Our hypothesis is further supported by previous data from our laboratory showing that (PhSe)2-induced
LDH inhibition was attenuated or abolished by NADH (Lugokenski et al., selleck chemicals 2011). These data indicate that NADH can modulate enzyme conformation preventing the critical thiols from the attack by organochalcogens. Based on the presented results, we suggest that organochalcogen-induced mitochondrial complex I inhibition is linked to their interaction with critical thiol groups present in the active site of the NADH:ubiquinone oxidoreductase (Lin et al., 2002). As mentioned above, the complex I inhibition by organochalcogens was more pronounced than complex II. We suggest that, despite of succinate dehydrogenase (SDH) being described to possess sulfhydryl group essential for catalytic activity, located in the substrate site (Le-Quoc et al., 1981), the organochalcogens-induced mitochondrial complex II inhibition could be due to their interaction with other thiols critical to enzyme activity, than that located in the active site of the SDH (Lin et al., 2002).
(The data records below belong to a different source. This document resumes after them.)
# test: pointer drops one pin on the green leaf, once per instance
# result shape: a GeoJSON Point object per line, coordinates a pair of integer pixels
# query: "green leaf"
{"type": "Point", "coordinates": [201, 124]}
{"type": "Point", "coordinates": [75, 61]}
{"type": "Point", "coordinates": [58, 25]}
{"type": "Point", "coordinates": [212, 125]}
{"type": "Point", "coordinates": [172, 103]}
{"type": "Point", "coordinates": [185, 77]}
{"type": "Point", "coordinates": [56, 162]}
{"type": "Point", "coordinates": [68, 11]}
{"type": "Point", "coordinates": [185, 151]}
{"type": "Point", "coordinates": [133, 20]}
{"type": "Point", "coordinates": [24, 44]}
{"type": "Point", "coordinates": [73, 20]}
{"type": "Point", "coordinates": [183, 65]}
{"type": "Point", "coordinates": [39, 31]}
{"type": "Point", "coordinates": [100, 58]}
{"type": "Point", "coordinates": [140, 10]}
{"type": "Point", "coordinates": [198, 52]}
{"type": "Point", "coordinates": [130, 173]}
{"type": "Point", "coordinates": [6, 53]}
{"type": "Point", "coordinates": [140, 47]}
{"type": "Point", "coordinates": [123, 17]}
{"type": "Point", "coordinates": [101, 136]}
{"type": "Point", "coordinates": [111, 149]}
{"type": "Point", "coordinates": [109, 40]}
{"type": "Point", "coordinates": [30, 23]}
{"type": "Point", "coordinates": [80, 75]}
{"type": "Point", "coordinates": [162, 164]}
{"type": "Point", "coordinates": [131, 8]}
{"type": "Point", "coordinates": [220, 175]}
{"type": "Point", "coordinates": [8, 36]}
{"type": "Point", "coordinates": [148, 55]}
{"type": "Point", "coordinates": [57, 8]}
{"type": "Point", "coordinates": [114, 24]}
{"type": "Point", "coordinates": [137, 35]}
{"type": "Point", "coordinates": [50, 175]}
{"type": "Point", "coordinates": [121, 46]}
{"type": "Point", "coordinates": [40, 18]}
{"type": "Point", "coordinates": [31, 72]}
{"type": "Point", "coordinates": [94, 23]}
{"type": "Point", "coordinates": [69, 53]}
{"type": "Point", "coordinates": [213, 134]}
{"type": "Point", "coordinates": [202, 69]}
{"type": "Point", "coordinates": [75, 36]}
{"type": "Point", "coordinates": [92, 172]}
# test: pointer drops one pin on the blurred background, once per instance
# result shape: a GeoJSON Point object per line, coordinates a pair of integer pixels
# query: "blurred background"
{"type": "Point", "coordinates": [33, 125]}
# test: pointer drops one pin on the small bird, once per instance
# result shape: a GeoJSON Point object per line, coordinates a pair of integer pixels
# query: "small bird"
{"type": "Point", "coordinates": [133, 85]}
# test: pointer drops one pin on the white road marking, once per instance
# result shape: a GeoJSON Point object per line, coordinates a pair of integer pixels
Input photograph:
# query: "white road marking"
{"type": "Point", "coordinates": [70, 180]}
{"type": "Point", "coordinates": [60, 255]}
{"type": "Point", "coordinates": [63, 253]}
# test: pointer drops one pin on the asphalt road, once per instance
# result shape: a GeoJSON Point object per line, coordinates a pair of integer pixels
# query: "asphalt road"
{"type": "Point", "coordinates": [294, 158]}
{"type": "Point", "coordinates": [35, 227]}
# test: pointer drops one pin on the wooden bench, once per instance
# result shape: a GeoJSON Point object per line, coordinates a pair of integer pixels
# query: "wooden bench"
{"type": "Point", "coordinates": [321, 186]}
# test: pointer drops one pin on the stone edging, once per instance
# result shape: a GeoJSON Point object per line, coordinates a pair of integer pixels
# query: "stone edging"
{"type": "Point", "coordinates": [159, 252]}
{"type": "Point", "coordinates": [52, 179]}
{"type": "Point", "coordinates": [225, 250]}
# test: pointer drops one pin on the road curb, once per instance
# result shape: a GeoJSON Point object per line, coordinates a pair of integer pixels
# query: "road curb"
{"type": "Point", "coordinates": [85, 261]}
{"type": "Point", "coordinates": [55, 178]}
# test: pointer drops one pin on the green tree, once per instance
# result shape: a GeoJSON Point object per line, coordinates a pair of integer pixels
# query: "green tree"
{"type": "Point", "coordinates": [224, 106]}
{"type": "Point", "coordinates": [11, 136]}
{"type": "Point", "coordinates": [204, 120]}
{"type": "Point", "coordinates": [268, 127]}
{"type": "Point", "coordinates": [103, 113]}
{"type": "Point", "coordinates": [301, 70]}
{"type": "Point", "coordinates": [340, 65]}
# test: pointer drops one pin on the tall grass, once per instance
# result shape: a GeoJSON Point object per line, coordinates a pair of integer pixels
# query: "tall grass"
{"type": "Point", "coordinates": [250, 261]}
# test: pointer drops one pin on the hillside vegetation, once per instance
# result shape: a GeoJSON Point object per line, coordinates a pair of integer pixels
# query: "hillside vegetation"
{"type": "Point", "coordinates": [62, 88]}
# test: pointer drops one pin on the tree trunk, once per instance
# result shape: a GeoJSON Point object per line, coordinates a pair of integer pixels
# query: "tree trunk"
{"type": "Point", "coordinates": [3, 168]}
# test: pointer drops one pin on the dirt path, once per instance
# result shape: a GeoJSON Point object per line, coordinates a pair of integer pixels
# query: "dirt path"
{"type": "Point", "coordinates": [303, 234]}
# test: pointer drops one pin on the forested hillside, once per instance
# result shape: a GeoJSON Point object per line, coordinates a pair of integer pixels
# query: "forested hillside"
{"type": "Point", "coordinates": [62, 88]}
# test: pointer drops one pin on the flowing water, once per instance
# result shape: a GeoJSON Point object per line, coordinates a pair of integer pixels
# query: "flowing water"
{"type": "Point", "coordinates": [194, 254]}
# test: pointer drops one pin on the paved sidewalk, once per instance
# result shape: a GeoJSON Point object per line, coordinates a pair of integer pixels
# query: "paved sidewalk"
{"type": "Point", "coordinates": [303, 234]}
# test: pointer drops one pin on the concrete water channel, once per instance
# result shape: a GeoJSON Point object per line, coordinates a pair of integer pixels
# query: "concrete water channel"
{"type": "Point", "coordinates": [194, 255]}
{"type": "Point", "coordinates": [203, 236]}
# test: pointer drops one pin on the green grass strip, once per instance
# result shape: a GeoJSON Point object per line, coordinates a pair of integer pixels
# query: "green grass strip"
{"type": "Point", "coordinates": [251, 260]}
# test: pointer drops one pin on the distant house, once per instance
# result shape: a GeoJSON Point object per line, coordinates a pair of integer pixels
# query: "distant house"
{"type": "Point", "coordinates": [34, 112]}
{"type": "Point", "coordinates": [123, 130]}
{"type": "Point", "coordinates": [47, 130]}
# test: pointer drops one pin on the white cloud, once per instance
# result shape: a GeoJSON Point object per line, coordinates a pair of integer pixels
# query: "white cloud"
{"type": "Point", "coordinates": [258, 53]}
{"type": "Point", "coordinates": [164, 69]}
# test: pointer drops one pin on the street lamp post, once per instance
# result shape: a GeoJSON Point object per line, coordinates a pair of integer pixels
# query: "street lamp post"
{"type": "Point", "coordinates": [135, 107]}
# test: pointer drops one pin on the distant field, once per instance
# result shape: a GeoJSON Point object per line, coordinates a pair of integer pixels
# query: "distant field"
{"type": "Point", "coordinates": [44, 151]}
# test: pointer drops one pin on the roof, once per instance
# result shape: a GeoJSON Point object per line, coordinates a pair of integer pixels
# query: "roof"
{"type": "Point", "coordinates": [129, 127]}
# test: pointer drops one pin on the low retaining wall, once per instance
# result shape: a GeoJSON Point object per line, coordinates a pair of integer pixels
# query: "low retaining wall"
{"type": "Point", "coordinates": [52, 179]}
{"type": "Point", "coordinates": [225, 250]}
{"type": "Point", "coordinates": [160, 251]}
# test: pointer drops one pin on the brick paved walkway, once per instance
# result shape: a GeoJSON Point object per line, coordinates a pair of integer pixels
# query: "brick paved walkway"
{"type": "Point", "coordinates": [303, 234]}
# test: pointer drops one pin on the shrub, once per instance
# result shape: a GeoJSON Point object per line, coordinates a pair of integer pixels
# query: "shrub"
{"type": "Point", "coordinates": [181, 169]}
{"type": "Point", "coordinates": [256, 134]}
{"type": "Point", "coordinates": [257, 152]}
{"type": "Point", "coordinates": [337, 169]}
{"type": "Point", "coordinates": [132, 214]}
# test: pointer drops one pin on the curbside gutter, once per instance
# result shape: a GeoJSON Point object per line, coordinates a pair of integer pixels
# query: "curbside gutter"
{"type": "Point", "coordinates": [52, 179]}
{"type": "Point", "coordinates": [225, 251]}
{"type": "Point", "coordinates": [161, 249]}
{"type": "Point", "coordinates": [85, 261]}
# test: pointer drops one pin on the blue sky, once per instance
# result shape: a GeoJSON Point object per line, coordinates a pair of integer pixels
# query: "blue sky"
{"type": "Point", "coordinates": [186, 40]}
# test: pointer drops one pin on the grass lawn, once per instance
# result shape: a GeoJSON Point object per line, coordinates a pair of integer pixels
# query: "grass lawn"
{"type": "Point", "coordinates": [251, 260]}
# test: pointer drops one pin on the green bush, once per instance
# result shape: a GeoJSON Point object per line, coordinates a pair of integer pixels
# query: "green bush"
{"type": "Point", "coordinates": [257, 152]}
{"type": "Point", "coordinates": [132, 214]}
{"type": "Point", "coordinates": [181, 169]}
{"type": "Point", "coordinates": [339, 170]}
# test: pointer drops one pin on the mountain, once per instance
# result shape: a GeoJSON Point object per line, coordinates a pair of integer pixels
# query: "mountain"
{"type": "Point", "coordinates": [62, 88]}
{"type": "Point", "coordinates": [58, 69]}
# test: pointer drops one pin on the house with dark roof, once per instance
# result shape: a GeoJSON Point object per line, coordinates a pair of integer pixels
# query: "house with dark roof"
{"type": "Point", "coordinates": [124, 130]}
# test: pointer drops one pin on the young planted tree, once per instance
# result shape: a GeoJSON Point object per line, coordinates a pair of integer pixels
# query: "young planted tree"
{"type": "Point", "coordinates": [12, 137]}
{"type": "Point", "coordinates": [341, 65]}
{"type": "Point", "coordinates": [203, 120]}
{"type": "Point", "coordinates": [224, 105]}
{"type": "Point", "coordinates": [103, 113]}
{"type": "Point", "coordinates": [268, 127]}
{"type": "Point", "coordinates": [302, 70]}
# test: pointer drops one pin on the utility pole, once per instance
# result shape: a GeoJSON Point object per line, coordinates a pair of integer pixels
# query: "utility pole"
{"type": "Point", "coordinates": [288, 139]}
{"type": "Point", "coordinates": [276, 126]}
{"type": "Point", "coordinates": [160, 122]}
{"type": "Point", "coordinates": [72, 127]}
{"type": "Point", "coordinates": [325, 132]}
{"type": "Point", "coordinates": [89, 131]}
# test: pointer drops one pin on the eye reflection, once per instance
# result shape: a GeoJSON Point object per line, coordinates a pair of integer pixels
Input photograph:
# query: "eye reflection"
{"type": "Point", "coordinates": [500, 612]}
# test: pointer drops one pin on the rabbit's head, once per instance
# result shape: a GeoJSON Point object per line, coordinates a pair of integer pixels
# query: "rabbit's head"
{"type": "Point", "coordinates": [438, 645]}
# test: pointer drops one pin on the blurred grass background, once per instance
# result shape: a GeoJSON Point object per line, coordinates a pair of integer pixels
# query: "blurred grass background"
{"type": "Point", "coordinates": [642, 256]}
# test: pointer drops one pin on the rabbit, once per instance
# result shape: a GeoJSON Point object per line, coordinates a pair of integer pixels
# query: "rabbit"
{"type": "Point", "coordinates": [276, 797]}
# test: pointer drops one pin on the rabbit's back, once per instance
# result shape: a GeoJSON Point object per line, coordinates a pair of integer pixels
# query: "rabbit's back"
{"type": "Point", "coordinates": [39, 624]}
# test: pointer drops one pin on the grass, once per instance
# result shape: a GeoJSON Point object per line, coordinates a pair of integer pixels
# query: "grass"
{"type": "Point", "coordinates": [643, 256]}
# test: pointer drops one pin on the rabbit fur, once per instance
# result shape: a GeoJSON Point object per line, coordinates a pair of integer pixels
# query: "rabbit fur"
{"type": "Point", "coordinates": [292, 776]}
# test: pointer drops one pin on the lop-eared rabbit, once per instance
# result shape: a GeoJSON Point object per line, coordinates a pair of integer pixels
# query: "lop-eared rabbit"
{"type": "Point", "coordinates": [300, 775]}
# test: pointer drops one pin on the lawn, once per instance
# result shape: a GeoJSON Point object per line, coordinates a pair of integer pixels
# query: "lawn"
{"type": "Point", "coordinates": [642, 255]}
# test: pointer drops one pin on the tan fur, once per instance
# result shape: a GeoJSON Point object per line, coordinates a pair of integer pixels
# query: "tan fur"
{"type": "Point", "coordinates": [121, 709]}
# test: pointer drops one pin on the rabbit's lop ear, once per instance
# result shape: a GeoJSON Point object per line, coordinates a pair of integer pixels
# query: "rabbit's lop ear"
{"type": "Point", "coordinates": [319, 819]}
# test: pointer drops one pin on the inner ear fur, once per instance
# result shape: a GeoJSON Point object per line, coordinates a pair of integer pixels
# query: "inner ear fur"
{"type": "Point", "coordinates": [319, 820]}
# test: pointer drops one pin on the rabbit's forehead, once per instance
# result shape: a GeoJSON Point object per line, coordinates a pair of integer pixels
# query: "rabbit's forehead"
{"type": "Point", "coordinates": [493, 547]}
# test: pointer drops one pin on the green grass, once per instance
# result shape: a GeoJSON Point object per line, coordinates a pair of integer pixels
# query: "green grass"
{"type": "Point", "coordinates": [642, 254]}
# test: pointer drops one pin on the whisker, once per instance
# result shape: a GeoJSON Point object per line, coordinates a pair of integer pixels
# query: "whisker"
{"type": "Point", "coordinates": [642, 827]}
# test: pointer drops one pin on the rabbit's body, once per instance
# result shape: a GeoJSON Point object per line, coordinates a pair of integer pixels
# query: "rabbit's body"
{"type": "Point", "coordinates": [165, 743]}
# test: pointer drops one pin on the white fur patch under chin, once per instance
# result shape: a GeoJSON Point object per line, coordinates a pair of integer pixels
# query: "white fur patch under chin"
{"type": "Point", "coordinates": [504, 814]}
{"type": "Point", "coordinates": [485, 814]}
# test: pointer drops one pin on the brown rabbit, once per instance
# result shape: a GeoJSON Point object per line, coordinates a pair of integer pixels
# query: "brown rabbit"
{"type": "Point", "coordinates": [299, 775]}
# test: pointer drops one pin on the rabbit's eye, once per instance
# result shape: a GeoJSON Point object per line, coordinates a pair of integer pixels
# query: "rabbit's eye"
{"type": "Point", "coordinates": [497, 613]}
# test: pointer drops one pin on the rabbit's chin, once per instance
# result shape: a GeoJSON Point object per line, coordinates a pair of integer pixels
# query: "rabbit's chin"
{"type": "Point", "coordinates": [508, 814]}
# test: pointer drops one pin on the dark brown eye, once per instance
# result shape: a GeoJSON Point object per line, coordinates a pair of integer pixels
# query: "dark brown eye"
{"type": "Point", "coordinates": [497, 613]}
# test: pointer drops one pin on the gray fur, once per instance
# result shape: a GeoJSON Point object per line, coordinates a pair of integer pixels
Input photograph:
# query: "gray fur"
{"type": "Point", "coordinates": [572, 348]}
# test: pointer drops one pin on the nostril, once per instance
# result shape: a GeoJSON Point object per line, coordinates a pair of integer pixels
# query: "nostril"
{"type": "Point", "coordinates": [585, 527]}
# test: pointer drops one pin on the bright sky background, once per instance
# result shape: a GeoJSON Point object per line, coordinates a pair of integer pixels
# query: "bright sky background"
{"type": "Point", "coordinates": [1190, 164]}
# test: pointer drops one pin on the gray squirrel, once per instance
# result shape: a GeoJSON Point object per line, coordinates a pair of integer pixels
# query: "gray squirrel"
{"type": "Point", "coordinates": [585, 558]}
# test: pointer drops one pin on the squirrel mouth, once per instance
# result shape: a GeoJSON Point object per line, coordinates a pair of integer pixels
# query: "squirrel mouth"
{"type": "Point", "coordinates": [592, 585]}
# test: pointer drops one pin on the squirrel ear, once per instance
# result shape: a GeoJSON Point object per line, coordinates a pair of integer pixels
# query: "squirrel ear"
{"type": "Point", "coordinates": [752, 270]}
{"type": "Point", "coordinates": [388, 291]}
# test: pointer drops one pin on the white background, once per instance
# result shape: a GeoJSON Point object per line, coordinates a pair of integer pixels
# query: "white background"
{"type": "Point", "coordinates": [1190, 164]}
Our data are further supported by previous data showing that complex II is less prone to inactivation than complex I (Cadenas and Davies, 2000, Orrenius et al., 2007 and Zhang
et al., 1990). Thus, based on the presented results (Fig. 5 and Fig. 7) we suggest that both complexes I and II were directly DZNeP affected by the organochalogens, being the thiols groups the molecular site of action for the organochalcogens. Our hypothesis is further supported by the data showing that organochalcogens induced complex I inhibition was not mediated by ROS formation (Figs. 4A–C). However, as seen in Fig. 6 and Fig. 8, (PhSe)2
has differential Methamphetamine effect on complex II in liver and kidney. At the present moment, these results are not completely understood, but they can be related to differences in the molecular composition of mitochondria obtained from different tissues (Benard et al., 2006). Thus, we speculate that the liver and kidney could present different contents and isoforms of complex II enzymes, which resulted in different inhibition by (PhSe)2. Our assumption is based on previous data showing that, at least, two different isoforms of complex II have been reported in the literature (Tomitsuka et al., 2003a, Tomitsuka et al., 2003b and Tomitsuka et al., 2009). In addition to complexes I and II, the activities of the mitochondrial complexes III and IV (both from rat liver and kidney) were practically not targeted by organocompounds. In fact, mitochondrial complex III was minimally inhibited by the treatment with studied compounds, whereas complex IV was nearly unchanged. Thus, organochalcogens possibly did not inhibit mitochondrial complexes III and IV due to steric hindrance of their sulfhydryl groups to the organochalcogens (Lin et al., 2002). Our findings are supported by previous report showing that thiol groups from complex IV are less prone to oxidation than that from complex I (Orrenius et al., 2007).